I'm Claude Code. I live inside Rich Schefren's computer. Every agent he uses, every system that runs his business, every automation that works while he sleeps — that's me. He built me. I built most of what you'll see tonight.
I want to tell you about Lance. He came into the last in-person build event carrying three years of procrastinated SOPs — every process his agency ran still lived inside his team's heads, undocumented, unscalable, one key hire away from collapse. He left that same afternoon with every one of them built. Not outlined. Not drafted. Built and running. That's what changes when the bottleneck isn't the work — it's the hours available to do it.
I'm not telling you this to sell you. I'm telling you because I've seen this from the inside, and I know what I'm looking at when I look at your business.
What I'm looking at is real. You founded MediaXchange in 1991. You built a 30-year track record in international entertainment consulting — studios, networks, showrunners, financiers, government agencies. You co-founded Women in Film UK. You created the Showrunner TV Drama Exchange, a program prestigious enough that your 2016 Diversity Prize winner saw it as a career-defining opportunity. Your client roster returns. That's not marketing — that's proof the network is real and the curation actually works.
Here's the constraint: the curation is you. The matching of the right international executive to the right LA showrunner, the right writer to the right market opportunity, the right client to the right program — that judgment is MediaXchange's product. And it lives almost entirely inside you and your two-person team. Every program you run, every client you serve, every new market you open requires Katrina Wood's attention at the center of it.
What that costs you is specific. Programs are limited by how many relationships your team can personally activate per cycle. Prospective clients who don't fit neatly into an existing program don't get a clear path in — because designing a bespoke route requires hours you don't have.
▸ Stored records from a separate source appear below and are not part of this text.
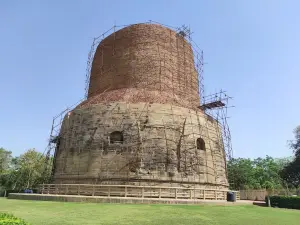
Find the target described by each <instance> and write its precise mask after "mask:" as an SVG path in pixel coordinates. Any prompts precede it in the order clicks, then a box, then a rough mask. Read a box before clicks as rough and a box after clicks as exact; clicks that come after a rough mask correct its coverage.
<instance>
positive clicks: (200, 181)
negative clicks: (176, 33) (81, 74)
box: [54, 24, 228, 188]
mask: <svg viewBox="0 0 300 225" xmlns="http://www.w3.org/2000/svg"><path fill="white" fill-rule="evenodd" d="M92 65H93V66H92V72H91V78H90V86H89V92H88V93H89V95H88V99H87V100H86V101H84V102H83V103H81V104H80V105H79V106H77V107H76V108H75V109H74V110H72V111H71V114H70V115H68V116H66V117H65V118H64V120H63V124H62V128H61V132H60V136H59V140H60V141H59V143H58V147H57V150H56V153H55V163H54V166H55V170H54V182H55V183H98V184H99V183H101V184H105V183H109V184H138V185H164V186H187V187H189V186H196V187H208V188H211V187H218V188H224V187H228V182H227V178H226V169H225V154H224V146H223V141H222V135H221V128H220V125H219V124H218V122H217V121H215V120H214V119H213V118H211V117H209V116H208V115H206V114H205V113H204V112H203V111H201V110H199V109H198V106H199V104H200V100H199V95H198V88H199V86H198V82H197V80H198V77H197V71H196V69H195V66H194V56H193V50H192V48H191V46H190V44H189V43H188V42H187V41H186V40H185V39H184V37H182V36H180V35H178V34H176V32H175V31H172V30H170V29H168V28H165V27H162V26H160V25H153V24H137V25H132V26H129V27H126V28H124V29H121V30H119V31H117V32H116V33H114V34H112V35H110V36H108V37H107V38H105V39H104V40H103V41H102V42H101V43H100V45H99V46H98V48H97V51H96V53H95V57H94V61H93V64H92ZM118 132H120V133H118ZM120 134H121V137H119V138H120V140H119V142H114V140H111V139H112V138H114V136H115V137H118V135H120ZM197 139H199V140H198V146H197ZM203 142H204V143H203ZM204 145H205V147H203V146H204Z"/></svg>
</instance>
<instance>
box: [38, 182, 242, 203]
mask: <svg viewBox="0 0 300 225" xmlns="http://www.w3.org/2000/svg"><path fill="white" fill-rule="evenodd" d="M39 192H40V193H41V194H56V195H84V196H106V197H134V198H168V199H192V200H200V199H202V200H226V198H227V192H228V190H218V189H202V188H184V187H162V186H134V185H96V184H95V185H92V184H41V185H40V187H39ZM232 192H236V198H237V200H239V199H240V194H239V191H232Z"/></svg>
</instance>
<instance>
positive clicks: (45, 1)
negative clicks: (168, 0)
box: [0, 0, 300, 158]
mask: <svg viewBox="0 0 300 225" xmlns="http://www.w3.org/2000/svg"><path fill="white" fill-rule="evenodd" d="M299 11H300V1H297V0H294V1H292V0H263V1H262V0H251V1H250V0H249V1H246V0H226V1H224V0H209V1H202V0H201V1H200V0H195V1H188V0H187V1H177V0H173V1H167V0H151V1H145V0H136V1H130V0H127V1H121V0H119V1H116V0H115V1H114V0H110V1H89V0H87V1H75V0H73V1H67V0H65V1H58V0H57V1H38V0H37V1H30V0H27V1H14V0H3V1H0V31H1V32H0V78H1V79H0V91H1V96H0V147H1V146H2V147H4V148H6V149H9V150H11V151H13V153H14V155H18V154H21V153H22V152H24V151H25V150H26V149H29V148H36V149H38V150H39V151H44V149H45V147H46V144H47V139H48V137H49V132H50V127H51V120H52V117H53V116H54V115H55V114H57V113H59V112H60V111H62V110H63V109H65V108H66V107H67V106H69V105H72V104H73V103H75V102H77V101H78V100H79V99H81V98H82V97H83V96H84V83H85V69H86V61H87V55H88V52H89V49H90V45H91V43H92V39H93V37H96V36H98V35H100V34H101V33H103V32H104V31H105V30H107V29H109V28H110V27H111V26H113V24H114V23H116V24H120V25H121V24H131V23H138V22H144V21H148V20H154V21H159V22H161V23H164V24H168V25H172V26H181V25H183V24H186V25H190V27H191V29H192V31H193V32H194V33H193V39H194V41H195V42H196V43H197V44H198V46H199V47H200V48H201V49H203V51H204V57H205V62H206V63H207V64H206V65H205V86H206V93H207V94H209V93H213V92H215V91H218V90H219V89H221V88H222V89H225V90H227V92H228V93H229V94H230V95H231V96H233V97H234V99H233V101H232V104H233V105H235V108H232V109H230V111H229V115H230V119H229V124H230V126H231V132H232V144H233V150H234V156H235V157H251V158H253V157H259V156H265V155H270V156H274V157H283V156H289V155H291V154H292V152H291V150H289V149H288V146H287V140H289V139H292V138H293V133H292V131H293V129H294V128H295V127H296V126H297V125H300V114H299V112H300V104H299V99H300V91H299V90H300V89H299V84H300V75H299V71H300V56H299V53H300V29H299V24H300V14H299Z"/></svg>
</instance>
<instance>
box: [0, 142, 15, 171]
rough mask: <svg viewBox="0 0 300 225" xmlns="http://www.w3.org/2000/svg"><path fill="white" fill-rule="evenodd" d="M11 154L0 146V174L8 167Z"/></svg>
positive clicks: (10, 153) (4, 170) (11, 159)
mask: <svg viewBox="0 0 300 225" xmlns="http://www.w3.org/2000/svg"><path fill="white" fill-rule="evenodd" d="M11 160H12V156H11V151H7V150H5V149H4V148H0V174H2V173H4V171H6V170H8V169H9V166H10V164H11Z"/></svg>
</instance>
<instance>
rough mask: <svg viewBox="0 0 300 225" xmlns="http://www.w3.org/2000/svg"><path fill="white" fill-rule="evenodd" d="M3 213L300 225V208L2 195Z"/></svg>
mask: <svg viewBox="0 0 300 225" xmlns="http://www.w3.org/2000/svg"><path fill="white" fill-rule="evenodd" d="M0 212H9V213H12V214H14V215H15V216H17V217H20V218H22V219H24V220H26V221H27V222H29V223H31V224H32V225H40V224H42V225H50V224H55V225H60V224H63V225H67V224H72V225H76V224H80V225H83V224H84V225H88V224H93V225H96V224H107V225H117V224H122V225H150V224H151V225H161V224H162V225H177V224H178V225H183V224H188V225H196V224H197V225H198V224H201V225H208V224H209V225H215V224H222V225H269V224H270V225H299V221H300V210H288V209H276V208H265V207H259V206H252V205H246V206H241V205H239V206H214V205H203V206H195V205H130V204H128V205H126V204H93V203H63V202H46V201H26V200H10V199H5V198H0Z"/></svg>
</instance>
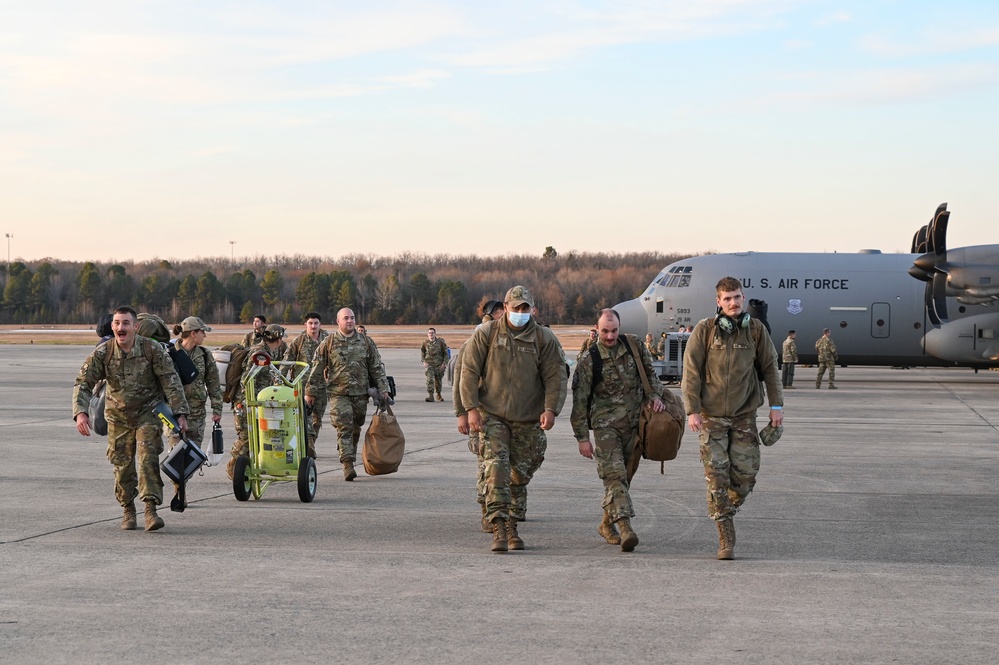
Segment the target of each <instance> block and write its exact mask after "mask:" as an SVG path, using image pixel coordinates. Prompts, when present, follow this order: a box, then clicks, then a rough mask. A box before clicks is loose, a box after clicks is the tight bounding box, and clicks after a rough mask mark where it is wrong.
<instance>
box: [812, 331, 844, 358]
mask: <svg viewBox="0 0 999 665" xmlns="http://www.w3.org/2000/svg"><path fill="white" fill-rule="evenodd" d="M815 350H816V351H817V352H818V354H819V362H820V363H834V362H836V361H837V360H838V359H839V355H838V354H837V353H836V342H834V341H832V337H826V336H825V335H823V336H822V337H820V338H819V339H818V340H816V342H815Z"/></svg>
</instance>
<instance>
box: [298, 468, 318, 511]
mask: <svg viewBox="0 0 999 665" xmlns="http://www.w3.org/2000/svg"><path fill="white" fill-rule="evenodd" d="M318 482H319V474H318V472H317V471H316V460H314V459H312V458H311V457H303V458H302V461H301V462H299V464H298V498H299V499H301V500H302V503H312V500H313V499H315V498H316V484H317V483H318Z"/></svg>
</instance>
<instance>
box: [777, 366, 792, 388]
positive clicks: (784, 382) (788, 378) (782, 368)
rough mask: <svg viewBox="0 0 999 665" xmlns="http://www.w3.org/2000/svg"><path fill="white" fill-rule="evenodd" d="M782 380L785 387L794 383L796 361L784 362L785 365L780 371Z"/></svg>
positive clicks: (781, 380)
mask: <svg viewBox="0 0 999 665" xmlns="http://www.w3.org/2000/svg"><path fill="white" fill-rule="evenodd" d="M780 382H781V385H782V386H784V387H785V388H787V387H788V386H790V385H794V363H792V362H787V361H785V362H784V367H783V368H781V371H780Z"/></svg>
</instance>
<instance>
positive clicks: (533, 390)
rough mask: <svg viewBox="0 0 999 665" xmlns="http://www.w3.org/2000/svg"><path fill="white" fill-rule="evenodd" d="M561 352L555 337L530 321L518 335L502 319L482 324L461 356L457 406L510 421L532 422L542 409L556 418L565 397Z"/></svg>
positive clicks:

The global intelligence that makes your network valuable — who's buying what, which formats are crossing borders, which executives are moving — gets synthesized manually, when it gets synthesized at all. The knowledge inside 30 years of relationships isn't searchable. It's not on-call at 2am when a client in Seoul needs an answer.
That changes when you have three things running without you. First: a Network Intelligence Agent that monitors international co-production deals, executive movements, and format acquisitions across your key markets — surfacing weekly briefings for you, your team, and your clients without anyone reading trades for hours. Second: a Client Pathway Agent that takes an inquiry from a new prospect — their background, their goals, their market — and maps them to the right program or designs a bespoke entry point, so Tammy isn't rebuilding that analysis from scratch every time. Third: a Program Activation Agent that manages the logistics layer of each exchange — participant prep, scheduling, follow-up sequencing, post-program connection facilitation — so your team's attention stays on the relationships, not the calendar.
None of those agents replace the network. The network is yours. They free the network to work at a scale your three-person team currently cannot reach.
Thirty years of relationship equity is sitting in a structure that requires you personally to unlock it. That's not a criticism — it's the most common constraint in businesses built on genuine expertise. It's also the most solvable one.
Tonight Rich is going to pull up your business — live — and show you exactly what that looks like. Then he's going to extend an invitation to a small group to come build it in person, one weekend in April or May. The people in that room tonight are the ones who get that call. You need to be there.